Daily Independent (Ashland, KY)

Local News

July 18, 2009

Judicial center dedicated

$20M facility has been in use for month

CATLETTSBURG — When it comes to courthouses, Boyd County’s have long been on the leading edge of technology, Kentucky’s chief supreme court said Friday.

The county’s old courthouse, which went into service in 1909, was the first court facility in the commonwealth to be equipped with air conditioning, said John D. Minton Jr., the keynote speaker at the dedication ceremony for Boyd’s sparkling new 64,000-square foot judicial center.

“Now, here you are again, on the edge of something new,” he said.

Minton, a host of other state and local dignitaries and dozens of others turned out to witness the ribbon-cutting for the building, which has been in use for about a month. The program was moved indoors because of earlier rain and the threat of more showers, and attendees packed into chairs that been placed in the ground-floor hallway.

Minton, the state’s highest-ranking judiciary member, said the dedication was special for him because it served as a bookend, of sorts, to another ceremony in Catlettsburg he attended back in the mid-1980s.

“Twenty-five years ago, as a practicing attorney, I participated in the decommissioning of the old federal building here,” he said. “It’s kind of an unusual opportunity to be part of both an end and a new beginning in the same city.”

Minton and other speakers at the dedication said the nearly $20 million judicial center was conceived, designed and constructed to meet the needs of the county’s justice system for the next 100 years.

“We’re standing on the brink of the next century, and we dedicate what will be a landmark in the city of Catlettsburg for the century to come,” he said.

Rick Kremer, the architect who designed the building, said he hoped 100 years from now, there would be people chaining themselves together in front of the center to resist attempts at tearing it down.

Kremer, of the Louisville architectural firm the Louis & Henry Group, said that out of the many buildings he had designed, the judicial center was one that was near and dear to his heart.

“I’m here to ask all of you to please take care of my baby,” he said.

Minton said Boyd was one of a number of counties targeted for courthouse upgrades after a review initiated by his predecessor, Joseph Lambert, revealed the “deplorable condition” of many of the state’s judicial facilities.

But members of the local legislative delegation said the project would likely have never come to fruition if not for the efforts of retired state Rep. John Vincent.

Vincent “was the voice behind this project. He made sure it stayed a priority, both in the House and the Senate.” said state Rep. Rocky Adkins, D-Sandy Hook, majority floor leader in the House. “It was his dedication and determination that made it become a reality.”

Vincent, who opted to not seek re-election last year after 12 years in the House, recalled receiving a 3 a.m. phone call from Adkins in 2005 notifying him that the legislature had approved funding for the judicial center.

“All Rocky said was, ‘It’s in,”’ he said.

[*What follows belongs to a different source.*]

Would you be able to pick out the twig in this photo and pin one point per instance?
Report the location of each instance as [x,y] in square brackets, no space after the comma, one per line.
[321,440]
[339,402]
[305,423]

“Whenever you serve as a state representative, one of you dreams is to have a new courthouse in your district,” Vincent said. “This is the fulfillment of a dream for me.”

State Sen. Walter Blevins, D-West Liberty, voiced a similar sentiment.

“It never gets much sweeter than when you get to cut the ribbon on a building like this one,” he said.

The new building consolidated the county’s court system — which previously was split between the courthouse annex, which opened in 1982, and the old courthouse — under a single roof. The center houses both the circuit and district courts, along with family court, drug court, juvenile court and pretrial services.

The circuit clerk’s office, which used to be divided among the annex and the second floor of the old courthouse, is now housed in a single large office on the ground floor of the new building.

There are a total of five courtrooms in the building — two each for district and circuit court, on the second and third floors, respectively, and one for family court.

Boyd County does not have a family court judge, so until the General Assembly funds that position, the courtroom designed for family court is being used by domestic relations commissioners.

The building also is equipped with the latest computer, video and networking technology, along with high-level security achieved though use of a single-port entry with magnetometers. Also, prisoners are segregated from the general public by separate entrances and corridors, and are brought from the jail to the courthouse via an elevated pedestrian walkway.